Significant diversification

The 3 months correlation between Bit and Moelis is 0.09. Overlapping area represents the amount of risk that can be diversified away by holding Bit Digital and Moelis Co in the same portfolio, assuming nothing else is changed. The correlation between historical prices or returns on Moelis and Bit Digital is a relative statistical measure of the degree to which these equity instruments tend to move together. The correlation coefficient measures the extent to which returns on Bit Digital are associated (or correlated) with Moelis. Values of the correlation coefficient range from -1 to +1, where. The correlation of zero (0) is possible when the price movement of Moelis has no effect on the direction of Bit Digital i.e., Bit Digital and Moelis go up and down completely randomly.

Pair Corralation between Bit Digital and Moelis

Given the investment horizon of 90 days Bit Digital is expected to generate 3.35 times more return on investment than Moelis. However, Bit Digital is 3.35 times more volatile than Moelis Co. It trades about 0.14 of its potential returns per unit of risk. Moelis Co is currently generating about 0.14 per unit of risk. If you would invest  283.00  in Bit Digital on July 4, 2024 and sell it today you would earn a total of  42.00  from holding Bit Digital or generate 14.84% return on investment over 90 days.
Time Period3 Months [change]
DirectionMoves Together 
StrengthInsignificant
Accuracy100.0%
ValuesDaily Returns

Bit Digital  vs.  Moelis Co

 Performance 
       Timeline  
Bit Digital 

Risk-Adjusted Performance

0 of 100

 
Weak
 
Strong
Very Weak
Over the last 90 days Bit Digital has generated negative risk-adjusted returns adding no value to investors with long positions. In spite of comparatively stable fundamental drivers, Bit Digital is not utilizing all of its potentials. The newest stock price uproar, may contribute to short-horizon losses for the private investors.
Moelis 

Risk-Adjusted Performance

10 of 100

 
Weak
 
Strong
OK
Compared to the overall equity markets, risk-adjusted returns on investments in Moelis Co are ranked lower than 10 (%) of all global equities and portfolios over the last 90 days. In spite of rather uncertain fundamental indicators, Moelis exhibited solid returns over the last few months and may actually be approaching a breakup point.

Bit Digital and Moelis Volatility Contrast

   Predicted Return Density   
       Returns  

Pair Trading with Bit Digital and Moelis

The main advantage of trading using opposite Bit Digital and Moelis positions is that it hedges away some unsystematic risk. Because of two separate transactions, even if Bit Digital position performs unexpectedly, Moelis can make up some of the losses. Pair trading also minimizes risk from directional movements in the market.
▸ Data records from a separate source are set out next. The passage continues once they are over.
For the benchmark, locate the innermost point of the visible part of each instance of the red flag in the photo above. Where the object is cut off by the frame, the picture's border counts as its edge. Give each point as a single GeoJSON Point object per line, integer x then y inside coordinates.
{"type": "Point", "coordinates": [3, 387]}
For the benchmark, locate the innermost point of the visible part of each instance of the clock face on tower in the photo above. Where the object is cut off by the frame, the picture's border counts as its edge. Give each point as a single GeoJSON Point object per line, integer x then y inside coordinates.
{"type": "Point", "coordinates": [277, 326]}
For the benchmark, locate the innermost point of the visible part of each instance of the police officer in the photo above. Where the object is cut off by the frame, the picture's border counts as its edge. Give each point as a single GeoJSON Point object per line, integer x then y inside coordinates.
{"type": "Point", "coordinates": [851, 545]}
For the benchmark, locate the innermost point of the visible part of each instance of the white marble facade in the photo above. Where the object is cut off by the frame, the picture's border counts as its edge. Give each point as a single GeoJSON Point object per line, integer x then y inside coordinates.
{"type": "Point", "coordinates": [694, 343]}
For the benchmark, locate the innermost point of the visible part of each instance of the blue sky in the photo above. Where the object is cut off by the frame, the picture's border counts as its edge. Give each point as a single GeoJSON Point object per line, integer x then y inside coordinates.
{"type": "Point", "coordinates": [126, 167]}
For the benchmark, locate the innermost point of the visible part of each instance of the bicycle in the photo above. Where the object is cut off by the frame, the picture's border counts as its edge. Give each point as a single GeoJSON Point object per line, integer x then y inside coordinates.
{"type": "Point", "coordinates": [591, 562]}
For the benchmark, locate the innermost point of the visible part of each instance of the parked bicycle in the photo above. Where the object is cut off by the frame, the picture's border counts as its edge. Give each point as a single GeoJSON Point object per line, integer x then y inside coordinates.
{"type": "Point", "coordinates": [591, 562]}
For example, if an entire industry or sector drops because of unexpected headlines, the short position in Moelis will offset losses from the drop in Moelis' long position.
The idea behind Bit Digital and Moelis Co pairs trading is to make the combined position market-neutral, meaning the overall market's direction will not affect its win or loss (or potential downside or upside). This can be achieved by designing a pairs trade with two highly correlated stocks or equities that operate in a similar space or sector, making it possible to obtain profits through simple and relatively low-risk investment.
Check out your portfolio center.
Note that this page's information should be used as a complementary analysis to find the right mix of equity instruments to add to your existing portfolios or create a brand new portfolio. You can also try the ETF Categories module to list of ETF categories grouped based on various criteria, such as the investment strategy or type of investments.